Santa Maria Tri-Tip
The weather is seriously warming up around here (90 degrees today!), so we have officially dusted off the grill and our patio furniture and are spending as much time as possible soaking up the vitamin D. I know, you who are on the East Coast and Midwest are rolling your eyes or shaking your fists at me right now. Hopefully this weather will make up it’s mind and you will all see the beauty that is the sun and green hills that we are enjoying right now.

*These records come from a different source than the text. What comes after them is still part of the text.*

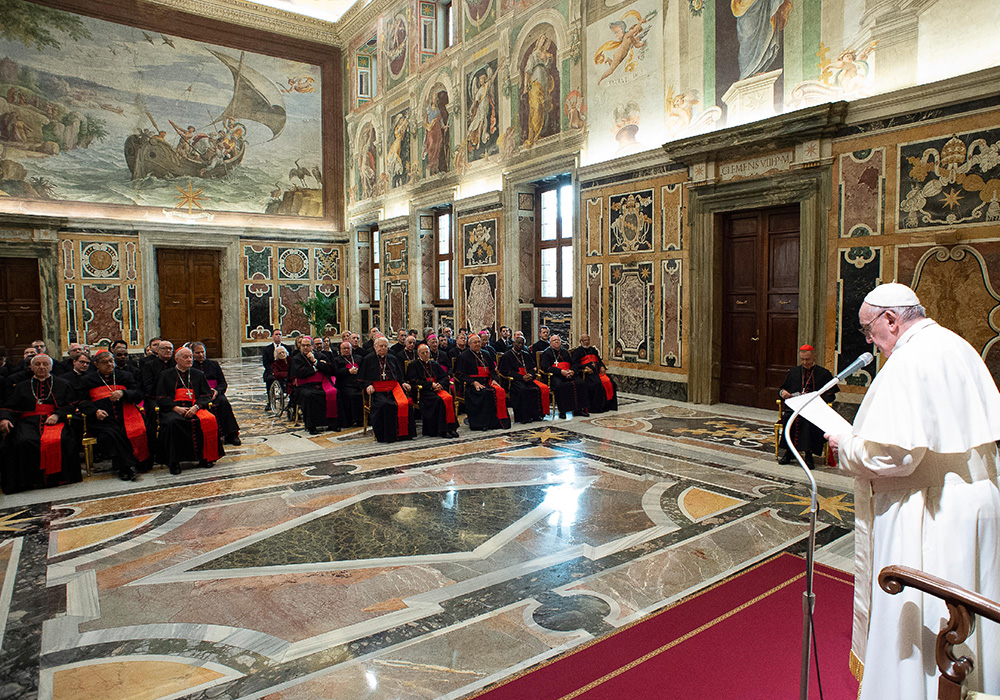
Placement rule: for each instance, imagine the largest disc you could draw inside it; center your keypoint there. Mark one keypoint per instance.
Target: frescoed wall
(111, 115)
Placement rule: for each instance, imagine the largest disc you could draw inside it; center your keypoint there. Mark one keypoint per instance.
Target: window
(444, 256)
(367, 75)
(376, 272)
(555, 243)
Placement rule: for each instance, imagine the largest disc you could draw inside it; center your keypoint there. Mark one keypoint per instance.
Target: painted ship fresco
(211, 153)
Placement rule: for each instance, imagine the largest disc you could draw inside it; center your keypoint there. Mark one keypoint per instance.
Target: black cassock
(389, 407)
(23, 465)
(220, 408)
(114, 441)
(486, 407)
(348, 389)
(181, 438)
(311, 396)
(599, 388)
(434, 413)
(805, 436)
(525, 397)
(571, 394)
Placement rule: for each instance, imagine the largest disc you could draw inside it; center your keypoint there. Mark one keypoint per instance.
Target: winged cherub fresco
(628, 41)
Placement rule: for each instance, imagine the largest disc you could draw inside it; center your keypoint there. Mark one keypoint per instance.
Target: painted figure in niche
(576, 110)
(483, 124)
(436, 136)
(759, 24)
(627, 42)
(368, 162)
(398, 156)
(396, 48)
(539, 108)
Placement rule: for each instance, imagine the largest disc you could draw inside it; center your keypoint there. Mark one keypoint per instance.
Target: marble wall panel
(631, 222)
(102, 313)
(631, 302)
(595, 304)
(397, 304)
(956, 286)
(481, 301)
(593, 222)
(258, 300)
(291, 316)
(428, 272)
(671, 291)
(671, 216)
(862, 193)
(479, 243)
(859, 272)
(952, 180)
(526, 259)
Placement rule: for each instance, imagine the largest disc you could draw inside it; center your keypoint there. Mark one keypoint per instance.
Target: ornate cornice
(256, 16)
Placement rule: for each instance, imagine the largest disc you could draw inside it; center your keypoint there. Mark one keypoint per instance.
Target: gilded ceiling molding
(255, 16)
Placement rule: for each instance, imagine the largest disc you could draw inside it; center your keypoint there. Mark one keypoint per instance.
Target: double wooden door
(20, 304)
(190, 297)
(760, 296)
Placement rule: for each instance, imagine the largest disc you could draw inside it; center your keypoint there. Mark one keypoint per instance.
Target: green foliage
(34, 25)
(320, 310)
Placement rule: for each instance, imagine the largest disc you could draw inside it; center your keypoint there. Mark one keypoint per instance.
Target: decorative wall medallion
(293, 263)
(99, 260)
(632, 222)
(480, 243)
(951, 181)
(258, 262)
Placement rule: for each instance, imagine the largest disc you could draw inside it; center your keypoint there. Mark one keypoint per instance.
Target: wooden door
(20, 304)
(760, 297)
(190, 297)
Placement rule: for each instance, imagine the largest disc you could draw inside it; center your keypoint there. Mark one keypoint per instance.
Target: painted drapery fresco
(97, 112)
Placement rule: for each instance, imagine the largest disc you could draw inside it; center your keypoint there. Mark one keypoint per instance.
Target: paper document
(820, 415)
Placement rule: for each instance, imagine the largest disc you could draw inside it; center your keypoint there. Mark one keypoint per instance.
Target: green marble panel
(392, 525)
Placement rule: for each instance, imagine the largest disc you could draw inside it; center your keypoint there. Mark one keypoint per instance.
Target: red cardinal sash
(209, 426)
(542, 387)
(402, 404)
(329, 389)
(51, 449)
(483, 373)
(135, 427)
(609, 390)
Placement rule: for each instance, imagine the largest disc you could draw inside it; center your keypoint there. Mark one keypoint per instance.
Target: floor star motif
(829, 504)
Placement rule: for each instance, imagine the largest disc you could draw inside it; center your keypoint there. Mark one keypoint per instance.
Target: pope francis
(924, 458)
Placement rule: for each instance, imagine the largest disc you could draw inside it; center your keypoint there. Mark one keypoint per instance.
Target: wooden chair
(963, 606)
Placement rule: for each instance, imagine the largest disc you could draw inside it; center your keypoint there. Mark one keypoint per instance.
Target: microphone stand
(808, 597)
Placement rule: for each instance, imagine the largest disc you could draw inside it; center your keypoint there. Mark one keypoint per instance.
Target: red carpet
(741, 640)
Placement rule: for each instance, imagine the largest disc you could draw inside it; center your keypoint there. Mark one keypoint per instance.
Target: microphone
(862, 361)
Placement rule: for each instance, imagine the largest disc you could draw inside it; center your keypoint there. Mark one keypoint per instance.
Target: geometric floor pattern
(335, 567)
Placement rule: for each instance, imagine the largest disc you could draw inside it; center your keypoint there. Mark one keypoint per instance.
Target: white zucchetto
(892, 294)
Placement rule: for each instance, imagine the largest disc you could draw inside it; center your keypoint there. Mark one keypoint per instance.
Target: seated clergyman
(587, 361)
(188, 431)
(221, 408)
(437, 405)
(111, 403)
(39, 448)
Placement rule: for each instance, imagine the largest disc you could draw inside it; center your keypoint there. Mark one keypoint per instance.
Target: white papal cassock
(927, 496)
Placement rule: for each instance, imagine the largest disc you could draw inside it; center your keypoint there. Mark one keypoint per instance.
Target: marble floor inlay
(342, 568)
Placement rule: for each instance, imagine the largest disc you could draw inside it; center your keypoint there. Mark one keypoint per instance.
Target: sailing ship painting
(216, 154)
(104, 113)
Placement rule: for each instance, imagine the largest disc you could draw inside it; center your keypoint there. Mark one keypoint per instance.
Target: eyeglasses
(866, 328)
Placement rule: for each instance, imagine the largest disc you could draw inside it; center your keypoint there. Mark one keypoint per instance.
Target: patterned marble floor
(335, 567)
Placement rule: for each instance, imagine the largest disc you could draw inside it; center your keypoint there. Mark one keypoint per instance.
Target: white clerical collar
(912, 331)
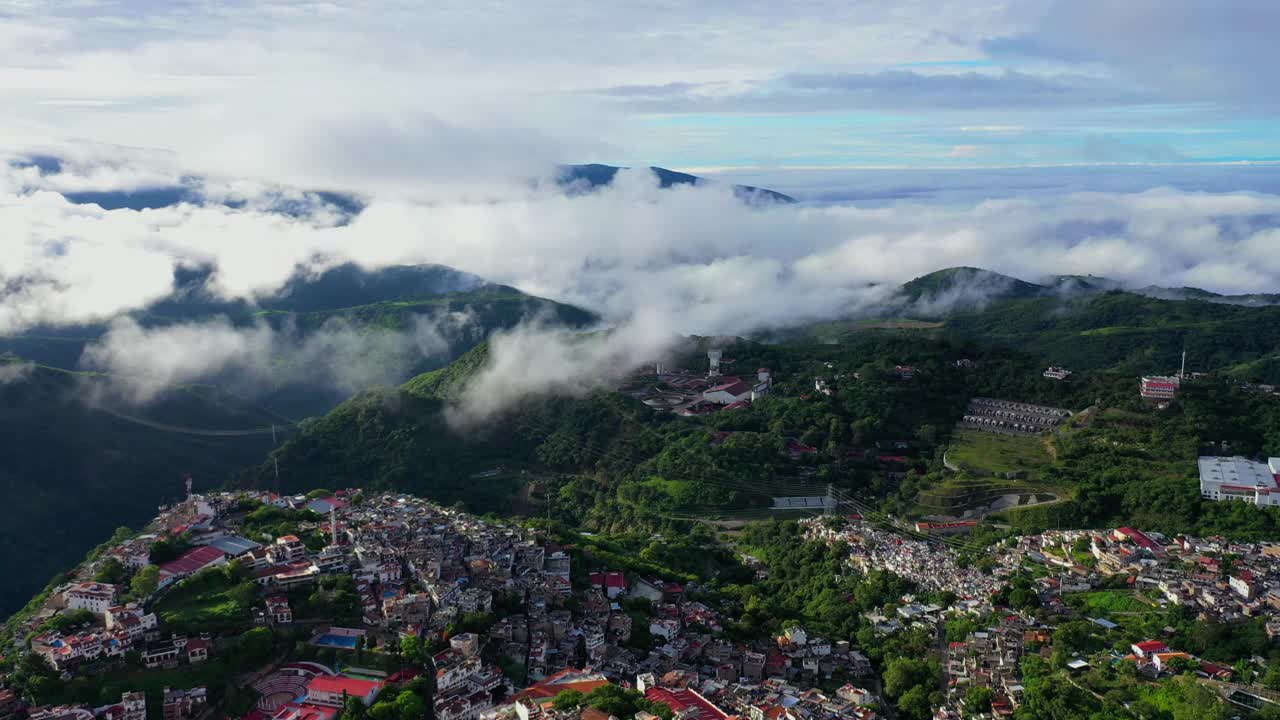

A gorgeous tri-tip from US Wellness Meats was our inaugural meat for the barbecue season. It had been waiting for me in the freezer for the last few months and I was dying to season it and grill it to perfection. My mom always used to grill up tri-tip for large crowds when we were growing up, but they always came pre-seasoned and definitely were not grass-fed, so I came up with a rub that closely resembled what I remembered from childhood. We are from California, so the Santa Maria style Tri-tip is what we most often ate. The flavors hail from the small city in Southern California and yield a mouthful of flavor with each bite. The traditional rub is just fresh cracked pepper, garlic, and sea salt, and anything added past there is kind of at your discretion. I added a little fresh rosemary and a few other things from my cupboard and we all enjoyed it thoroughly!
- 1½ pound tri-tip roast
- 1 teaspoon fresh cracked pepper
- 1 teaspoon sea salt
- 1 teaspoon granulated garlic
- ½ teaspoon onion powder
- ½ teaspoon fresh rosemary, chopped
- Rinse the roast and pat it dry with paper towels.
- Combine the rub ingredients in a bowl and rub it all over the roast. Let the meat sit at room temperature for 45 minutes.
- Preheat one side of an electric grill to medium-high heat or arrange and light the coals to one side of a charcoal grill.
- Sear the meat on all sides for 8 minutes, then move it to the opposite side of the grill off of the direct heat. Close the lid and cook for 10 minutes. Flip and continue cooking for 10 minutes or until a thermometer reads 135-140 degrees for medium-rare, 140-145 for medium, or 145-150 for medium-well.
- Slice thinly against the grain for maximum tenderness.